You notice that you’ve just stopped moving and have no control over your extremities. You feel your legs being pulled apart wishbone style by some invisible force, as a slow undulating wave moves from your abdominal towards your midsection. You shake your head to get the sweat from out of your eyes and look down at your skirt. You see the blue spiked hair covered head of an infant with your thong undergarments draped over its eyes peeking back at you. Thankfully, all you feel is a tingle as you see the baby slide down your leg and crawl on the ground. Before your eyes the baby starts to grow through the stages of infancy, pubescence and finally adulthood.
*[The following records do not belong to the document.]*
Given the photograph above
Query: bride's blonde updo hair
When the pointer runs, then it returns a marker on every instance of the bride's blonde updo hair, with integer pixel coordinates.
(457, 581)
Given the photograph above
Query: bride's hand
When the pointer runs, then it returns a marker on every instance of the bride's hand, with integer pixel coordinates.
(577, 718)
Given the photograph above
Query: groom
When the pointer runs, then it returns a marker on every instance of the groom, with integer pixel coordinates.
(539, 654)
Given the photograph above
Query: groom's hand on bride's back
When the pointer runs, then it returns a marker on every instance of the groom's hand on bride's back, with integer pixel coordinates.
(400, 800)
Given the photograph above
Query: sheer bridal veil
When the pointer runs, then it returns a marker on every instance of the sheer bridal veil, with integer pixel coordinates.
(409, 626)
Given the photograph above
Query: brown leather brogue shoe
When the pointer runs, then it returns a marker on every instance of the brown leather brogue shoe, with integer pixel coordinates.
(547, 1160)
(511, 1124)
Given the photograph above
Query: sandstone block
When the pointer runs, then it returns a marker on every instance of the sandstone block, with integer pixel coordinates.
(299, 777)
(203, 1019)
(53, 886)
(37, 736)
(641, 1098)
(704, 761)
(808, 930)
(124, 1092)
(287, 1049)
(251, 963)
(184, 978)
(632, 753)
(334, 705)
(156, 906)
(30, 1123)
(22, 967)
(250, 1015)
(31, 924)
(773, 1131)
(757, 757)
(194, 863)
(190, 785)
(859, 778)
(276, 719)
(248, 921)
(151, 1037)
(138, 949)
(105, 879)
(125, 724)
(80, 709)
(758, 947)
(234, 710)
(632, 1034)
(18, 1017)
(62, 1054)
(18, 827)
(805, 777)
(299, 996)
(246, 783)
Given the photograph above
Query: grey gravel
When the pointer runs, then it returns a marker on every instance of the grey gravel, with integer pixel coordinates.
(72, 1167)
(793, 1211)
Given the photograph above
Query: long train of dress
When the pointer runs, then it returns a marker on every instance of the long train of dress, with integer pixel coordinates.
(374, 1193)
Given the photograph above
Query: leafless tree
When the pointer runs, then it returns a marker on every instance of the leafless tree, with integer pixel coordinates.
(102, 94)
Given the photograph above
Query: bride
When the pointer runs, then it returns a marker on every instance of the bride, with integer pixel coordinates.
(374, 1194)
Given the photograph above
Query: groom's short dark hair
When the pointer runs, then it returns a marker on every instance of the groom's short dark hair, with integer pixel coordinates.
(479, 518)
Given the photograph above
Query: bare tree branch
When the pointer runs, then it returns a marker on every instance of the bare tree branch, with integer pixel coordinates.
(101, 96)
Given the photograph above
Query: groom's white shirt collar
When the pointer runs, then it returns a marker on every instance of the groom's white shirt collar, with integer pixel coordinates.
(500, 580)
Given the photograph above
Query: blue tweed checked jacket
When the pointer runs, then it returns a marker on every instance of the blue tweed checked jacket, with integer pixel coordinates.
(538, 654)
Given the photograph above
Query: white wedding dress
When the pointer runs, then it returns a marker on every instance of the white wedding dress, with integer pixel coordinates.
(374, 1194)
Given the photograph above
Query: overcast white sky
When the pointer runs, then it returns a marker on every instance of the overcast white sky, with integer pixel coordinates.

You don’t know what freaks you out more, the rapid development of a young adult or the orange and blue armored costume and sunglasses that covered him out of nowhere and grew in size with him.
“S’up Ma?” says the figure in front of you.
You take a second and think of an appropriate way to respond to this. The first thing that comes to your mind is, “Son, go be a hero and fight crime”
“Are you sure you don’t want to add anything about responsibility or serve up a platitude that can provide guidance when I have doubts about my place in the world?” he says to you in his best I’m-giving-you-a-do-over voice.
You contemplate this and realize that as soon as he leaves the sooner this will all be over. “No,” you repeat, “go be a hero and fight crime”
“A’ight then” he says as he motions his arms and disappears leaving the fading aura of an ankh.
You feel the force slowly lower you to the ground and you’re relieved as you regain the feeling in your feet. You take your seat back at the counter oblivious to the buzzing of the other restaurant patrons. Mr. Dreads cautiously looks you in the eye. As your eyes meet, you ask if they have any key lime pie.